A spokesman for Edinburgh Airport claimed that the offer at the London airport should "be taken in context". 

He added: Despite the challenges of Covid this will be the third pay rise given to the team at Edinburgh Airport since 2020. This is the first offer made by Gatwick in the same timeframe.

“This means that the Edinburgh team would have received an overall pay increase of 19.6% over the same time.”

While the union claimed to represent the majority of Edinburgh's airport staff, it is understood 275 workers would make up for less than 40% of the overall workforce.

Carrie Binnie, Unite industrial officer, said: “Unite members’ pay in real terms has been cut by around 10% over the last seven years, while £691.9m has flowed out the airport’s coffers in payments made to the parent company [Global Infrastructure Partner] GIP, and in dividends to shareholders.

"This simply isn’t fair and our members are prepared to fight for a better deal.” 

Unite wants to resolve this dispute at Edinburgh Airport through negotiation but airport management are stubbornly refusing to improve upon the current pay offer in any way.”

Over the same period of seven years, the union claimed that workers real take-home pay is estimated to have dropped by around 9.8% but almost £700m has been paid out to GIP and shareholders.

A spokesman for Edinburgh Airport said: “It's disappointing that we are in this situation despite meeting the request of our unions - an 11% pay rise along with a £1,000 cost of living payment.

"We believe this is a fair and competitive offer and one that was asked for by both of our recognised unions through our collective bargaining arrangement.
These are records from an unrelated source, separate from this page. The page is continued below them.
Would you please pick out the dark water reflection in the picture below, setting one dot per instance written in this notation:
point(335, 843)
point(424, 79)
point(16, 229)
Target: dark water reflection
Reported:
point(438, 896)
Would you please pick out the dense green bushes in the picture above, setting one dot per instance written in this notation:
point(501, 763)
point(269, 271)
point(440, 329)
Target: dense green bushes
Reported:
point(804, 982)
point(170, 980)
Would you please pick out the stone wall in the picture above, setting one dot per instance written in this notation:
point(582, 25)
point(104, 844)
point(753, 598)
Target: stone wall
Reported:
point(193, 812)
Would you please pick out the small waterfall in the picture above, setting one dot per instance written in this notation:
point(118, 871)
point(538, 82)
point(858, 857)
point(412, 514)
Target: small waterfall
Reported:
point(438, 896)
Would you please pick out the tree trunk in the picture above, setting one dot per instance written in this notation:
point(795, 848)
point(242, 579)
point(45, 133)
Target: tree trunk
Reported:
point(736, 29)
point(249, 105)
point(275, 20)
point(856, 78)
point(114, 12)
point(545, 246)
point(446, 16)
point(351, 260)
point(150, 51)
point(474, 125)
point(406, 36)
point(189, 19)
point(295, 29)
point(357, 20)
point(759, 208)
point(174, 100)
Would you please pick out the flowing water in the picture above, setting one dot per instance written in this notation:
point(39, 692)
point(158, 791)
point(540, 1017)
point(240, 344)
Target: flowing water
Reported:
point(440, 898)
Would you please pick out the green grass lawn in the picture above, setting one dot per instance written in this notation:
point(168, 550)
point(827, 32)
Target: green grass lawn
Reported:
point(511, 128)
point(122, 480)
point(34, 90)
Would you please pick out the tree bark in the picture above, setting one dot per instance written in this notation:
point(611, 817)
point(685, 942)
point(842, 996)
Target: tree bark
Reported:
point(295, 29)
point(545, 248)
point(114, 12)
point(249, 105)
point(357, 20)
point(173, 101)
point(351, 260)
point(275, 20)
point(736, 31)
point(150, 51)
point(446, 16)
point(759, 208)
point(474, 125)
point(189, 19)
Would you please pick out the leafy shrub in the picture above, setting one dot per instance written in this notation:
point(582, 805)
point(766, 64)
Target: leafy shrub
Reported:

Both said they would recommend the offer to members.

“One union saw overwhelming support for the agreed offer and we cannot understand why Unite campaigned against and rejected the very offer they asked us for.

“We have sought clarity on Unite’s membership numbers given the tight nature of the result where the vote against was carried by less than 1% of the membership, and we have raised serious concerns about the integrity of the ballot and the number of members that voted.

“We hope to resolve these issues at our scheduled ACAS meeting to allow us to deliver the wage rise and cost of living payment that we want to pay our team.”